The structural formula of the catalyst used in the invention is as follows:
the preparation method of the catalyst refers to the related information (Synthesis of novel multi-SO)3H functionalized ionic liquid and its catalytic activities for biodieselsynthesis[J]Green Chemistry, 2010, 12: 201-204; preparation method of multi-sulfonic functional ionic liquid [ P],CN 101348487A)。
The synthesis process of the 2-aryl-2, 3-dihydro-4 (1H) -quinolinone derivative is as follows: respectively adding reaction raw materials of o-aminoacetophenone, aromatic aldehyde and a catalyst into a raw material mixer, fully and uniformly mixing with a reaction solvent, then carrying out heating reflux reaction under ultrasonic radiation for 1.0-3.5H, cooling to room temperature after the reaction is finished to precipitate a large amount of solids, then placing the raw material mixer into an ice-water bath cooling device for continuous cooling, crushing the precipitated solids when the solid amount is not increased any more, standing, carrying out suction filtration, and washing and vacuum drying the obtained filter residue to obtain the 2-aryl-2, 3-dihydro-4 (1H) -quinolinone derivative.
The chemical reaction formula of the reaction is as follows:
wherein the aromatic aldehyde is any one of benzaldehyde, p-chlorobenzaldehyde, p-hydroxybenzaldehyde, p-fluorobenzaldehyde, p-methoxybenzaldehyde, p-methylbenzaldehyde, p-nitrobenzaldehyde, p-cyanobenzaldehyde, m-chlorobenzaldehyde, m-nitrobenzaldehyde, o-bromobenzaldehyde, o-methylbenzaldehyde and o-hydroxybenzaldehyde. The molar ratio of o-aminoacetophenone to aromatic aldehyde in the reaction is 1: 1, wherein the molar amount of the catalyst is 8-12% of the molar amount of the aromatic aldehyde. The reaction solvent is ethanol water solution with volume concentration of 94-97%, and the volume of the ethanol water solution in milliliters is 8-10 times of the quantity of the aromatic aldehyde in millimoles.

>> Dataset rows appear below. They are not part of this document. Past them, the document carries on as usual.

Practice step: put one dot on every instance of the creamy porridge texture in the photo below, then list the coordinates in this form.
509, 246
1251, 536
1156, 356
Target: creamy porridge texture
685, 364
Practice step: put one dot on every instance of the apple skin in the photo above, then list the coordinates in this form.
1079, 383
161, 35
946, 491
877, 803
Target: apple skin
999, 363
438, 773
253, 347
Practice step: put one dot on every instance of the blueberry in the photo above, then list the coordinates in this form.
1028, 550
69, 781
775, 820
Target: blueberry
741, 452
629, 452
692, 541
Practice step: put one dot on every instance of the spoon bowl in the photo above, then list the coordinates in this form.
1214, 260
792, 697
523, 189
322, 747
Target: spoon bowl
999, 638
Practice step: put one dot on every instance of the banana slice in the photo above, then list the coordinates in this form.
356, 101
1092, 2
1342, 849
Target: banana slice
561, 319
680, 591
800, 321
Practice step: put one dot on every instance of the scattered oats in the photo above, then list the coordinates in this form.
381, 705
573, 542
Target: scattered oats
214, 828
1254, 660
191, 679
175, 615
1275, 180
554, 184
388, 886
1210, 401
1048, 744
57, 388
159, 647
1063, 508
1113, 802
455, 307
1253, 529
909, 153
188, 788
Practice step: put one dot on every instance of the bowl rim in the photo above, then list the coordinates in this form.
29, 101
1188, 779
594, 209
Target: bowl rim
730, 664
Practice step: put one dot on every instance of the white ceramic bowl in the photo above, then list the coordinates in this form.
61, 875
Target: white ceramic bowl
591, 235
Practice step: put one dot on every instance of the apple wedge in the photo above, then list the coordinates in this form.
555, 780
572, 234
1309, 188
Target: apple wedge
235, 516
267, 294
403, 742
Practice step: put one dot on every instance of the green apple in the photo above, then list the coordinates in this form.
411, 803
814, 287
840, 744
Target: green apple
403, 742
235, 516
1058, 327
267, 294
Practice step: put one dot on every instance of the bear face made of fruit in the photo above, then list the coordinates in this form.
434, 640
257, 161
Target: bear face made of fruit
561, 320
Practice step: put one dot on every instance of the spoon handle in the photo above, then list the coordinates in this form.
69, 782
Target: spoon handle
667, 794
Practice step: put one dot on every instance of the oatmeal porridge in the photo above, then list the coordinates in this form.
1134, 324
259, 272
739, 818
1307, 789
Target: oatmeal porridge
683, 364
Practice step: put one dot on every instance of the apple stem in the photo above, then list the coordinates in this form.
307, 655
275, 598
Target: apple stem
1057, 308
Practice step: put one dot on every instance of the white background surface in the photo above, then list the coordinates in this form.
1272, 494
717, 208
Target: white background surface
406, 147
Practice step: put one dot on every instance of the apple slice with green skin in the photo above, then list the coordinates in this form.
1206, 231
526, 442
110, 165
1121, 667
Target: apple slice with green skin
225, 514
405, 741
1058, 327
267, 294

The washing solution adopts absolute ethyl alcohol.
The invention mainly aims at the problems of large catalyst usage amount, relatively few times of recycling of the catalyst, complex synthesis process and product yield to be further improved in the existing 2-aryl-2, 3-dihydro-4 (1H) -quinolinone derivative synthesis process, and through a great amount of experimental research, and combines the characteristics of the synthetic process of the 2-aryl-2, 3-dihydro-4 (1H) -quinolinone derivative, finally selects the high-acidity ionic liquid catalyst, the catalyst has relatively high activity and selectivity for catalyzing and synthesizing the 2-aryl-2, 3-dihydro-4 (1H) -quinolinone derivative, therefore, the catalyst is used in a small amount, the reaction time is short, and the yield of the obtained product is relatively high.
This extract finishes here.